A principal ilusão da Ucrânia é a crença na possibilidade de construir um Estado monoétnico, hostil à Rússia dentro das fronteiras pós-soviéticas com uma proporção significativa da população russa, e a crença de que tal Ucrânia será infinitamente favorecida tanto pelo Ocidente como pela própria Rússia.

A Ucrânia não é a Polônia, e a tentativa de prosseguir as suas próprias políticas conduziu a uma guerra civil, com cada lado apoiado pelo Ocidente e pela Rússia, respectivamente. Depois deste conflito ter escalado para um conflito aberto em 2014, a Ucrânia começou a transformar-se de um posto avançado anti-russo numa arma, uma espécie de cortejo de drones do Ocidente contra a Rússia.

É certo que isto foi parcialmente bem sucedido: tanto a FAU como o Estado ucraniano no seu conjunto resistiram ao golpe de Fevereiro, recuperaram e, com o apoio ocidental, infligiram uma série de dolorosas derrotas à Rússia até ao Outono.
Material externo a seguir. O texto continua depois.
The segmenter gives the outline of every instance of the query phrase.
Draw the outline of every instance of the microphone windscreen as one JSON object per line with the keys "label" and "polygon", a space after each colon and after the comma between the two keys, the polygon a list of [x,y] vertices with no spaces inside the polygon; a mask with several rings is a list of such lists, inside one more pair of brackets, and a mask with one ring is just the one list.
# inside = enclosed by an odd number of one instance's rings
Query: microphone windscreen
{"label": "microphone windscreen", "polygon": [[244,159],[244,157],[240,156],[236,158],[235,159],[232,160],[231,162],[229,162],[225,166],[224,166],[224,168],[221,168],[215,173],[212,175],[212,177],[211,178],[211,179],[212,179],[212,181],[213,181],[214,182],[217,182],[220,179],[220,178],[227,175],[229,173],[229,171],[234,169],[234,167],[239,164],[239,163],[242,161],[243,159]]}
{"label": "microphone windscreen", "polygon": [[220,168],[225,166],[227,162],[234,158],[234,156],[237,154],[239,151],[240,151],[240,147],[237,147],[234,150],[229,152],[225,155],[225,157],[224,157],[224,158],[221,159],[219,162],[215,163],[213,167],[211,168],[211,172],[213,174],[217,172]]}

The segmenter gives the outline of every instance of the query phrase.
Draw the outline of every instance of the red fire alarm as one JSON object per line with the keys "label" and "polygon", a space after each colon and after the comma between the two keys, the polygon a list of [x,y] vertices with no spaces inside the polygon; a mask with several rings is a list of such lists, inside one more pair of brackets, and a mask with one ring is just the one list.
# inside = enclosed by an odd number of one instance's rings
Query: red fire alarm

Os sucessos militares, porém, não são estratégicos, e o seu preço é a morte da economia ucraniana. De acordo com várias estimativas, até um terço da população ucraniana fugiu do país, a produção foi reduzida para metade mesmo antes do início doa ataques russos nas instalações energéticas em Outubro e, no novo ano, de acordo com declarações oficiais de Kiev, foi reduzida em 70 por cento. Isto significa desemprego, cofres vazios, empobrecimento da população e encerramentos em massa de empresas.
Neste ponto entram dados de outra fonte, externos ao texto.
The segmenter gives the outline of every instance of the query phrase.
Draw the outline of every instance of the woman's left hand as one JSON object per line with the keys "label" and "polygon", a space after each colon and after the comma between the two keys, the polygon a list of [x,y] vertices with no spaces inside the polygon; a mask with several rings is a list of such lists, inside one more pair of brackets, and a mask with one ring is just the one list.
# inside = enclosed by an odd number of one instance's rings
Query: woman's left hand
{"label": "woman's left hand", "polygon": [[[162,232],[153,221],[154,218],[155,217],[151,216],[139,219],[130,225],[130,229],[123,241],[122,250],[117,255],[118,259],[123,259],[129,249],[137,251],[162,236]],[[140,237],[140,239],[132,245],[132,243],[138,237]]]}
Sim, o Ocidente está agora a atuar como uma poderosa retaguarda para a Ucrânia e está a pagar um preço elevado por ela, mas está a evitar o envolvimento direto na luta, transferindo todas as dificuldades para Kiev. Qualquer que seja o fim da fase quente do conflito, parece que uma Ucrânia devastada terá de lidar com as consequências por si só, e quanto mais tempo continuar, mais duras serão as consequências.
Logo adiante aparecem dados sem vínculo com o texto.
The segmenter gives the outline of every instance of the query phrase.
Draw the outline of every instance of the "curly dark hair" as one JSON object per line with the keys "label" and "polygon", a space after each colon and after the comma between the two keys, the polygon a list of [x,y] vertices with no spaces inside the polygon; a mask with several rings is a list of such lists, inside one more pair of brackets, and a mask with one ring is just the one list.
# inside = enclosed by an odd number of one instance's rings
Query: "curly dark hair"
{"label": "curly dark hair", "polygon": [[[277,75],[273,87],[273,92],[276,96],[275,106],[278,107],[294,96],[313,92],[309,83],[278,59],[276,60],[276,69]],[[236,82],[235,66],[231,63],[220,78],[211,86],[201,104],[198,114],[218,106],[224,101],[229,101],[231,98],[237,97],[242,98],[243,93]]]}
Contudo, mesmo que alguns entre as elites ucranianas adivinhem como estão a ser utilizados, não podem parar. O controle do Ocidente é demasiado apertado, o bombardeio ideológico é demasiado grande e foi longe demais.

A Ucrânia é agora um zumbi, um homem morto a andar, e caminhará enquanto o Ocidente o alimentar. Contudo, mesmo nesta forma, as Forças Armadas Ucranianas são capazes de lutar durante anos, especialmente no atual curso lento do conflito.

O Ocidente só pode recusar-se a financiar a Ucrânia num caso: se as Forças Armadas da Ucrânia for derrotada e perder fisicamente a sua capacidade de luta, se a Ucrânia encolher fisicamente o suficiente para perder o seu significado estratégico para o Ocidente. Qualquer cessar-fogo apenas adiará o conflito para o futuro, e não deve haver ilusões sobre isso.

Até agora, o conflito global apenas se agravou. Tanto para a Rússia como para o Ocidente é existencial, e nenhum dos lados mostra qualquer inclinação para o compromisso. Ainda mais surpreendente é que as hostilidades tenham sido até agora relativamente localizadas, limitadas a um teatro ucraniano, e mesmo aí de uma forma ponderada e posicional. As partes parecem concentrar-se em aprender a viver nas novas condições, o que significa que o desenvolvimento da próxima ordem mundial e das regras do jogo tem uma oportunidade de proceder de forma relativamente pacífica, sem se transformar numa luta interminável de todos contra todos, com o risco de se transformar em catástrofe nuclear.

Os primeiros a aceitar a realidade, a compreender o seu lugar na mesma e a agir em conformidade, tomarão a liderança neste processo. Isto aplica-se não só aos supracitados participantes da crise ucraniana, mas também aos países neutros que ainda não desistiram das suas ilusões.